The UK tax authorities, Her Majesty Revenue and Customs (HMRC), are allegedly putting pressure on cryptocurrency exchanges to release customers’ personal data and transaction histories. Several internal sources have reported this to cryptocurrency news site CoinDesk.
With this HMRC wants to tackle tax evaders in the cryptocurrency sector. At least three letters have been sent to cryptocurrency exchanges in the UK that have been received by Coinbase, eToro, and CEX.IO. None of the companies responded at the time of writing.
One of the internal sources would have told CoinDesk that HMRC wants to work with exchanges to retrieve personal information from people who trade in cryptocurrency. He or she expects HMRC to look no further than two to three years in time.
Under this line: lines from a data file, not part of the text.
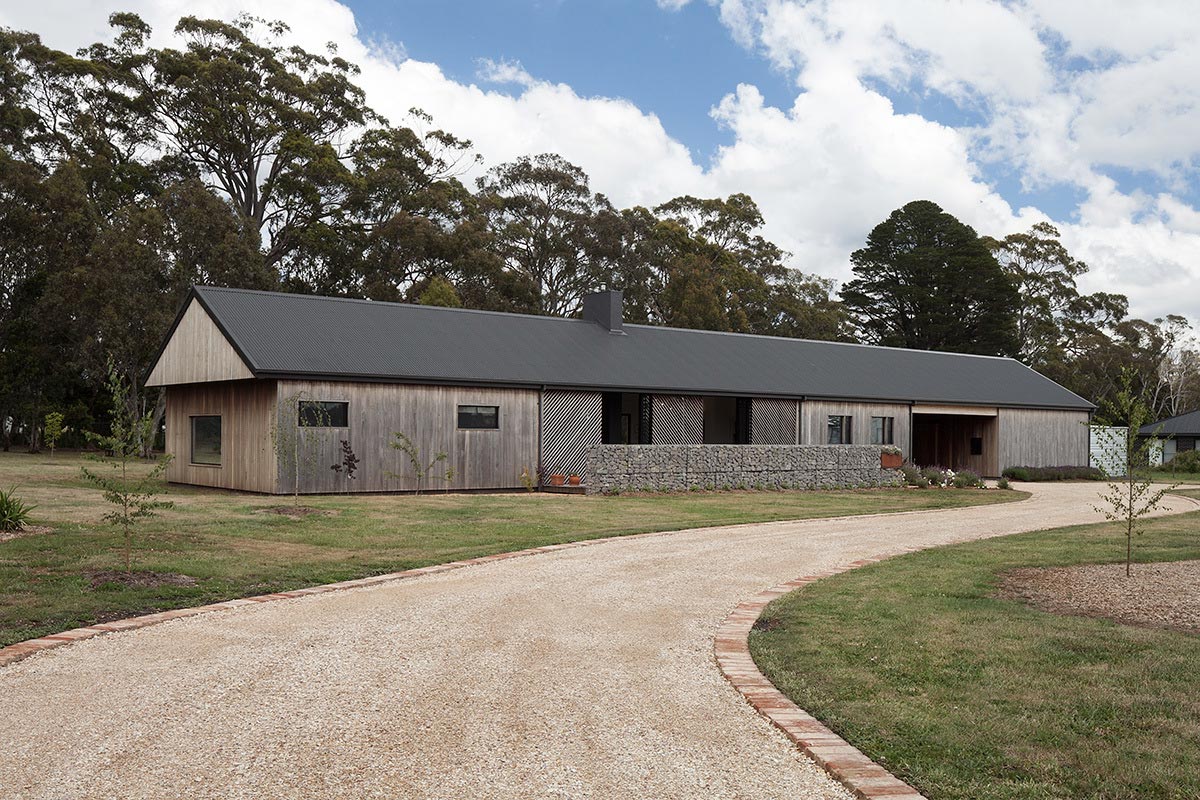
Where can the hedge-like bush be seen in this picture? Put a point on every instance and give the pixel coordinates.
(13, 511)
(1036, 474)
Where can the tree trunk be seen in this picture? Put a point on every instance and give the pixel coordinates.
(160, 410)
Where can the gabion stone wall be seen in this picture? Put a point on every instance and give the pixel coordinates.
(673, 468)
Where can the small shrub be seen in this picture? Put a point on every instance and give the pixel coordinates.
(912, 476)
(13, 511)
(527, 480)
(937, 476)
(966, 480)
(1038, 474)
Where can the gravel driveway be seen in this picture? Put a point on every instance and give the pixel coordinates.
(583, 673)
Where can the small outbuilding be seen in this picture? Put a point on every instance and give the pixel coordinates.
(1177, 433)
(514, 398)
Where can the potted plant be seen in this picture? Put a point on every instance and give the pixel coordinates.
(891, 457)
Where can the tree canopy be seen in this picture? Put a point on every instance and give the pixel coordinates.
(131, 172)
(927, 281)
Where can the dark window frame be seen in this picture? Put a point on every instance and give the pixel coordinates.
(191, 440)
(887, 431)
(330, 419)
(459, 413)
(845, 428)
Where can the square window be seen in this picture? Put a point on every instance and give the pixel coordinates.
(207, 440)
(839, 431)
(882, 431)
(479, 417)
(324, 414)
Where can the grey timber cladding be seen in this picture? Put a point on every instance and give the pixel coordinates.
(677, 420)
(815, 421)
(285, 335)
(1038, 438)
(480, 458)
(570, 427)
(773, 421)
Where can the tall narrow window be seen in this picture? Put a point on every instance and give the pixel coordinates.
(479, 417)
(882, 431)
(207, 440)
(324, 414)
(839, 431)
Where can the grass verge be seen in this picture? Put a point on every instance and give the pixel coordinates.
(967, 696)
(223, 540)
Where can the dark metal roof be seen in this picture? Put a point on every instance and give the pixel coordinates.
(1187, 425)
(295, 335)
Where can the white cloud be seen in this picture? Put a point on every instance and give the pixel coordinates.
(840, 158)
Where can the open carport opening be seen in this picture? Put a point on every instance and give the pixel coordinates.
(966, 439)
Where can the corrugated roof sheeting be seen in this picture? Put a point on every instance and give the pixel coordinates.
(1183, 425)
(288, 334)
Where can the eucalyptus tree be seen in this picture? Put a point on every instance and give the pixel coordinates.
(927, 281)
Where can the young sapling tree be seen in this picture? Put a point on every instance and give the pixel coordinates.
(53, 431)
(132, 498)
(421, 469)
(1132, 497)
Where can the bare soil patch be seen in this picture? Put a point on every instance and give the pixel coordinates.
(295, 512)
(27, 530)
(138, 579)
(1158, 595)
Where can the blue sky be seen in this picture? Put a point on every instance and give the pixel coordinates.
(828, 113)
(675, 64)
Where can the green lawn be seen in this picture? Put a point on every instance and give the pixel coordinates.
(219, 539)
(966, 696)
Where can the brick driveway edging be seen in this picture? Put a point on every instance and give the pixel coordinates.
(844, 762)
(19, 650)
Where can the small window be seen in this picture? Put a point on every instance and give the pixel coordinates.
(479, 417)
(882, 431)
(839, 431)
(207, 440)
(324, 414)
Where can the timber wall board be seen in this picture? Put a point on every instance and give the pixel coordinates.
(815, 421)
(197, 353)
(429, 415)
(247, 457)
(1043, 438)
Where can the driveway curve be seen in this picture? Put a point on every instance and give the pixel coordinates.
(581, 673)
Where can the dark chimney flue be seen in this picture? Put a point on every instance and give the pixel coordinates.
(605, 310)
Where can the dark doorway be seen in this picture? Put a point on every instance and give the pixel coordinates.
(955, 441)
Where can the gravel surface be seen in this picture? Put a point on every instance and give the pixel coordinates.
(582, 673)
(1161, 595)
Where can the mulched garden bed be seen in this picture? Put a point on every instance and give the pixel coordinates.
(138, 579)
(1158, 595)
(295, 512)
(28, 530)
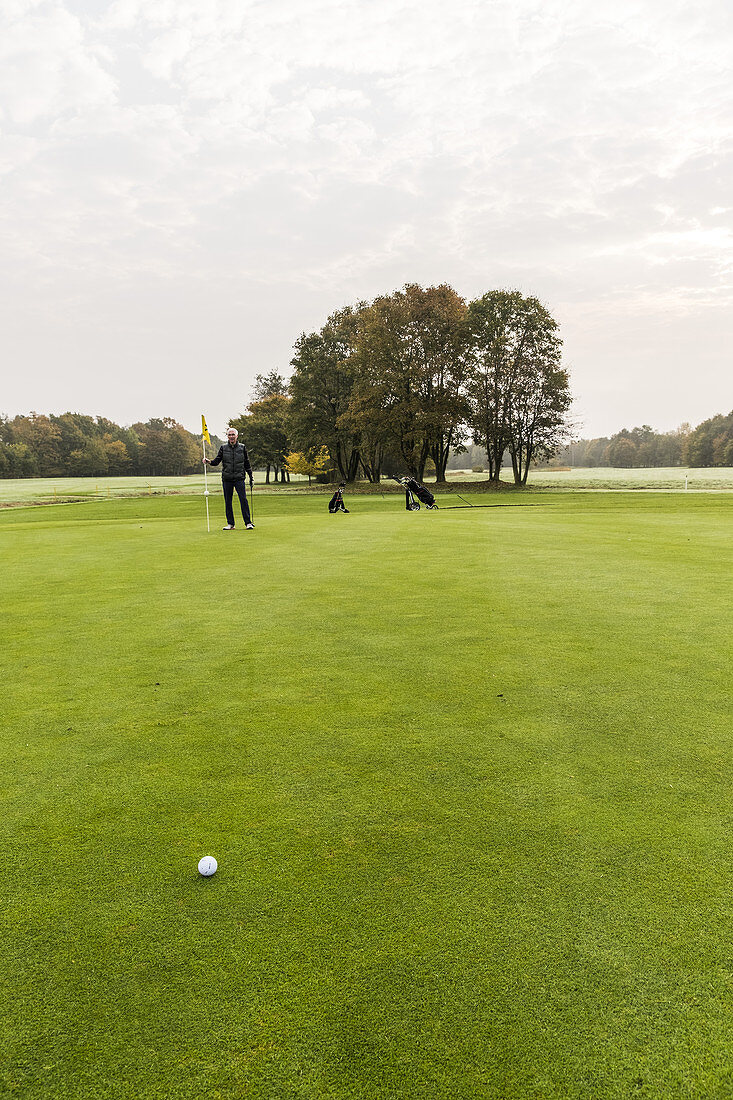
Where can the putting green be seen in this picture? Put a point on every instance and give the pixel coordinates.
(466, 773)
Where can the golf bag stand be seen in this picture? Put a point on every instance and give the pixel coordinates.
(336, 503)
(413, 490)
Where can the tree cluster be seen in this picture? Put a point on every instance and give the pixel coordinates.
(400, 383)
(76, 446)
(709, 444)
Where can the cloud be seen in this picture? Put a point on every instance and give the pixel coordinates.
(338, 149)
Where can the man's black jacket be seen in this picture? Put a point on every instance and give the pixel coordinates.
(234, 462)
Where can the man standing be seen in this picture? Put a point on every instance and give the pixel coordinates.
(234, 465)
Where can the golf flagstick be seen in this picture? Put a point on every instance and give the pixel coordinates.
(205, 436)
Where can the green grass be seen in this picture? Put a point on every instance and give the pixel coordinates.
(467, 776)
(52, 490)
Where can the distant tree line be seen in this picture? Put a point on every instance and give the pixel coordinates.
(709, 444)
(401, 383)
(76, 446)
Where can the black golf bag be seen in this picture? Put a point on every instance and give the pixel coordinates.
(336, 503)
(413, 488)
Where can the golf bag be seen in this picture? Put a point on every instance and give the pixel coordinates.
(336, 503)
(413, 488)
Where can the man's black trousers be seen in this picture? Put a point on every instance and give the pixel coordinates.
(229, 494)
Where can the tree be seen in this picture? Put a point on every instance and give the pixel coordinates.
(118, 460)
(264, 431)
(518, 392)
(710, 444)
(539, 407)
(166, 449)
(622, 451)
(321, 387)
(412, 362)
(269, 385)
(309, 464)
(43, 439)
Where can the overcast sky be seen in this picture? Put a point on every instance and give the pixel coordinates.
(186, 186)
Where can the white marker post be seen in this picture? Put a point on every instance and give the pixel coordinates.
(206, 487)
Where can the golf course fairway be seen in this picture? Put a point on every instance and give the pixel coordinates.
(467, 776)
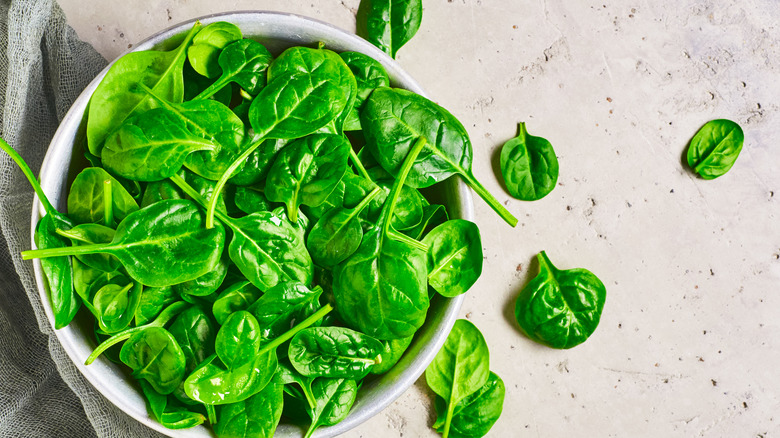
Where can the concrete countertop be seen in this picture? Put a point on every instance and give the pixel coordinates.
(689, 341)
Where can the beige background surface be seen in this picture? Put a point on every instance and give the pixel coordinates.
(689, 342)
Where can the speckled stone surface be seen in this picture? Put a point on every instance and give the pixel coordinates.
(689, 341)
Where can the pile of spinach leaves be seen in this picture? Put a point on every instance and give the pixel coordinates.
(249, 236)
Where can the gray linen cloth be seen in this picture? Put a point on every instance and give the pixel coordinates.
(43, 68)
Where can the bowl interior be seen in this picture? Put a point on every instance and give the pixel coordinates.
(277, 31)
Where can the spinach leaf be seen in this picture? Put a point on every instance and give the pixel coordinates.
(237, 296)
(118, 96)
(256, 416)
(115, 304)
(454, 257)
(335, 398)
(392, 351)
(282, 306)
(392, 23)
(307, 171)
(476, 414)
(381, 289)
(337, 234)
(243, 62)
(168, 413)
(529, 166)
(57, 271)
(160, 245)
(560, 308)
(154, 355)
(334, 352)
(715, 148)
(208, 44)
(195, 333)
(90, 234)
(95, 196)
(460, 368)
(394, 119)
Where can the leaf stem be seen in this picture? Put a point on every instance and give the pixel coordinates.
(316, 316)
(492, 202)
(166, 315)
(212, 207)
(358, 164)
(108, 203)
(30, 176)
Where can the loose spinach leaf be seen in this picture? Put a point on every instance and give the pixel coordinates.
(154, 355)
(334, 352)
(715, 148)
(335, 398)
(392, 351)
(307, 171)
(243, 62)
(167, 412)
(237, 296)
(207, 45)
(394, 119)
(392, 23)
(460, 368)
(529, 166)
(560, 308)
(381, 289)
(160, 245)
(96, 195)
(118, 96)
(476, 414)
(454, 257)
(257, 416)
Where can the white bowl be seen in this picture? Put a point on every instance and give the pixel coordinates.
(276, 31)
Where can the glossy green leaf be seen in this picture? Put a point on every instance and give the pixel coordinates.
(392, 23)
(560, 308)
(118, 95)
(476, 414)
(207, 45)
(454, 257)
(154, 355)
(529, 166)
(715, 148)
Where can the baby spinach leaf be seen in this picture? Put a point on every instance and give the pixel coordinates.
(454, 257)
(715, 148)
(152, 146)
(115, 304)
(154, 355)
(334, 352)
(243, 62)
(118, 96)
(337, 234)
(560, 308)
(90, 234)
(208, 44)
(307, 171)
(476, 414)
(335, 398)
(282, 306)
(394, 119)
(256, 416)
(160, 245)
(88, 193)
(195, 333)
(168, 413)
(460, 368)
(238, 296)
(529, 166)
(381, 289)
(392, 23)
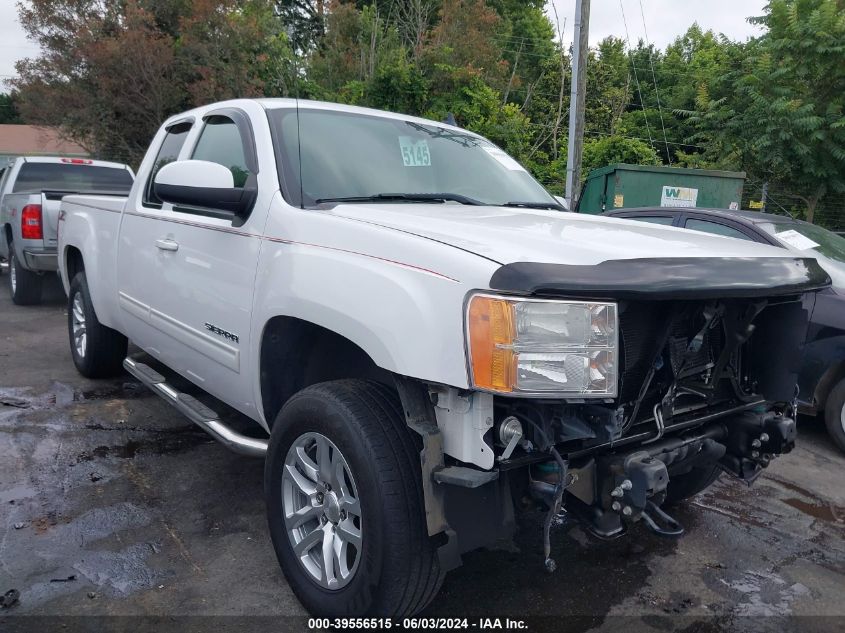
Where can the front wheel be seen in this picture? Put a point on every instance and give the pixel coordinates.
(24, 285)
(344, 502)
(98, 351)
(834, 415)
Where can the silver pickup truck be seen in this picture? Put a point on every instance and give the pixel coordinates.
(426, 342)
(31, 190)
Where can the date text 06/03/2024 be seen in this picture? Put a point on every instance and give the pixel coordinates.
(481, 624)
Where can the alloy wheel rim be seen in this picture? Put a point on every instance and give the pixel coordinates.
(80, 332)
(322, 511)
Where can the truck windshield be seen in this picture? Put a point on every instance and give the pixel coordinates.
(353, 157)
(71, 177)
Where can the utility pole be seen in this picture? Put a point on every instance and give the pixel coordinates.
(581, 48)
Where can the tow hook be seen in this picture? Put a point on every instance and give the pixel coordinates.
(552, 495)
(673, 528)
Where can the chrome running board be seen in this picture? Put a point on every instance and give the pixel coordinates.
(196, 411)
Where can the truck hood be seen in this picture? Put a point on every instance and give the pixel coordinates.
(508, 235)
(566, 254)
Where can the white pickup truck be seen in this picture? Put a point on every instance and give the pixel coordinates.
(31, 189)
(426, 341)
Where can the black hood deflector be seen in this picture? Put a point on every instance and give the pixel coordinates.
(665, 278)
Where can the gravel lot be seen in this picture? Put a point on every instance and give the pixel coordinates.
(112, 504)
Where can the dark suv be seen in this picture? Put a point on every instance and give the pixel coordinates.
(822, 377)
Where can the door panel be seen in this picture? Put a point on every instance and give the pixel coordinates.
(196, 303)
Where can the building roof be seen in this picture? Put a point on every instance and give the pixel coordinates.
(33, 140)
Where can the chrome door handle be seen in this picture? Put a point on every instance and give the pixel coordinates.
(167, 245)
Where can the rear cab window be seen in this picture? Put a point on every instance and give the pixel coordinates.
(221, 142)
(167, 153)
(34, 177)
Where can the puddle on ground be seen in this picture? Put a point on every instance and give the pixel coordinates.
(823, 512)
(164, 443)
(61, 395)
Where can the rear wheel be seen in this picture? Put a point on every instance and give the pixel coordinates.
(834, 415)
(344, 501)
(682, 487)
(98, 351)
(24, 285)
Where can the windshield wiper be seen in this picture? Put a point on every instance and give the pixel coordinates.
(534, 205)
(410, 197)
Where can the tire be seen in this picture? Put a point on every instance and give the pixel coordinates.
(683, 487)
(98, 351)
(24, 285)
(834, 415)
(397, 572)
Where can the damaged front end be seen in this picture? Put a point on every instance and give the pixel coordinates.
(708, 354)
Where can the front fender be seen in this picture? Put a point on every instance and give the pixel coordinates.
(376, 287)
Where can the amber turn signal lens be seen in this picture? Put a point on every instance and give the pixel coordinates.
(491, 337)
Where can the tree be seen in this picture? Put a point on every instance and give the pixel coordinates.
(9, 109)
(783, 118)
(610, 150)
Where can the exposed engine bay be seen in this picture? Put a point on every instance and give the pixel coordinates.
(705, 386)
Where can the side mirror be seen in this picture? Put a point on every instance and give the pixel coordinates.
(201, 183)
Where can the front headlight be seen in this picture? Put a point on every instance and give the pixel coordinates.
(530, 346)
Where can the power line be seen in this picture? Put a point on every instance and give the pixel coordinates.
(656, 91)
(636, 78)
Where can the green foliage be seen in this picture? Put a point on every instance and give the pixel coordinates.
(617, 149)
(783, 115)
(772, 106)
(9, 109)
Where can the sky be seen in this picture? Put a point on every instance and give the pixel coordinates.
(664, 20)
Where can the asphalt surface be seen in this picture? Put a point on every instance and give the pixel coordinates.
(112, 504)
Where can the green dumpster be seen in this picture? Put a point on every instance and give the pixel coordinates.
(628, 186)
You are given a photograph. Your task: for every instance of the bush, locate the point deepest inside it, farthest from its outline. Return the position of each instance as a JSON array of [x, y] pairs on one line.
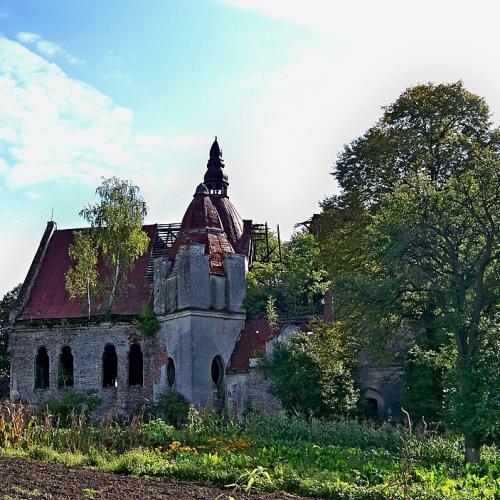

It would be very difficult to find information from 10 years ago:
If they [HMRC] only go back two or three years, I think the interesting thing here is that the individuals who entered crypto very early will not be affected in 2012-2013. Those who have probably made the biggest profit will not be affected, it will be the people who stepped in around the time crypto peaked.
Thus the anonymous source. CoinDesk indicates that the HMRC has submitted a request for more information, but that HMRC wants to withhold further details because its disclosure could jeopardize the collection of any outstanding tax. HMRC does say that they have the authority:
These exchanges can store information about their customers and the transactions they have completed. These transactions can lead to possible taxation and HMRC has the authority to require exchanges to provide this information.
With this, HMRC appears to be following in the footsteps of the Internal Revenue Service (IRS), or the US tax authorities. The IRS had sent a warning letter at the end of last month to more than 10,000 US cryptocurrency holders.
The British financial regulator, Financial Conduct Authority (FCA), published a document last week stating that they will not regulate cryptocurrencies such as bitcoin (BTC) and ethereum (ETH).